Путь беженца, или Разные люди одной войны
Война — катастрофа, эксцесс; но, потрясая основы общества, она и обнажает их. Если победа и может быть, как в знаменитой песне, "одной на всех" - и то при условии великой сплоченности народа, то утверждать, что война тоже одна на всех, тем более, что она для всех одинакова, было бы нелепо. Так обстоят дела при любом общественном устройстве; современное же "постиндустриальное", "потребительское" общество, пожалуй, в кризисной ситуации особенно легко распадается на группы и страты.
...В разбитых кварталах Мариуполя к военным медикам, которые приехали к раненому или больному "лежачему", стайками сбегаются больные "ходячие". Как правило, это люди пожилые, малообеспеченные, иногда — те, кого называют "неблагополучными"; те, кому так или иначе не повезло. Впрочем, на войне может "не повезти" и до поры везучим гражданам: обстрелом уничтожило машину — и доселе благополучная семья не успела вовремя выехать; затем сгорело жилье, имущество, деньги, документы, нет связи и доступа к современным коммуникациям — и люди превращаются, по сути, в "бомжей". Я не оскорбляю чужую беду и не утрирую, именно так мне характеризовали свое положение иные пострадавшие.
Но все же общее правило таково, что люди обеспеченные, хорошо устроенные, с разнообразными социальными связями — и здесь оказываются в лучшем положении.
"...Ехала по делам в Таганрог в один из первых дней, когда открыли коридоры на Россию из Мариуполя... - рассказывает донецкая подруга. - Первой в автомобильной очереди на прохождение границы стояла тетка с надутыми "пластикой" скулами и губами на мини-купере. Как ты думаешь, куда она потом делась? Ставлю на то, что улетела в Европу к своим деньгам..."

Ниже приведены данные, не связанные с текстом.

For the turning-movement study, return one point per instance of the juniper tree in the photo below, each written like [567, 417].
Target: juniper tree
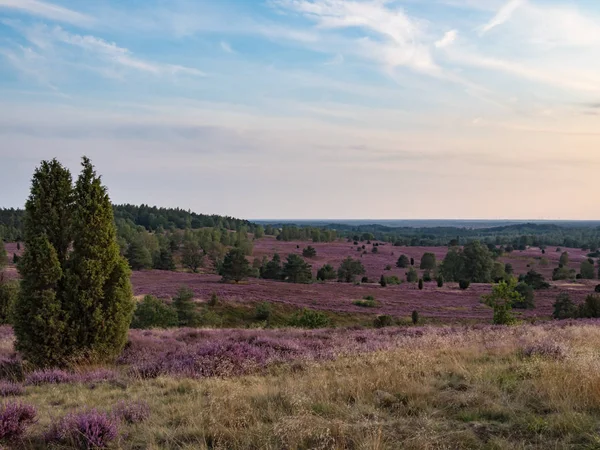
[40, 316]
[99, 298]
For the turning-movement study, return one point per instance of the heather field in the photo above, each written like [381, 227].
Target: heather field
[528, 386]
[448, 304]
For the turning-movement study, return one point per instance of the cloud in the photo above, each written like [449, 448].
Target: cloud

Сейчас я тоже стою на границе, на "пешем переходе" перед шлагбаумом, который все еще отделяет территорию ДНР от РФ. Вокруг меня — пассажиры рейсового автобуса "Донецк-Таганрог", подсевшие в Новоазовске до границы. До Таганрога автобус их не повез, он и так заполнен. Большая и по виду дружная семья с бабушкой и маленькими детьми вывезла даже своего кота Жорика породы сфинкс. Жорика, замотанного в покрывало тигровой расцветки, держит на руках юная Арина. Раздается голос маленького Вани. Семья ожидает терпеливо, а вот пожилая пара пытается хитростью пробраться в начало очереди, утверждая, что им нужно в туалет. Люди не поддаются — биотуалеты есть и на "нейтралке".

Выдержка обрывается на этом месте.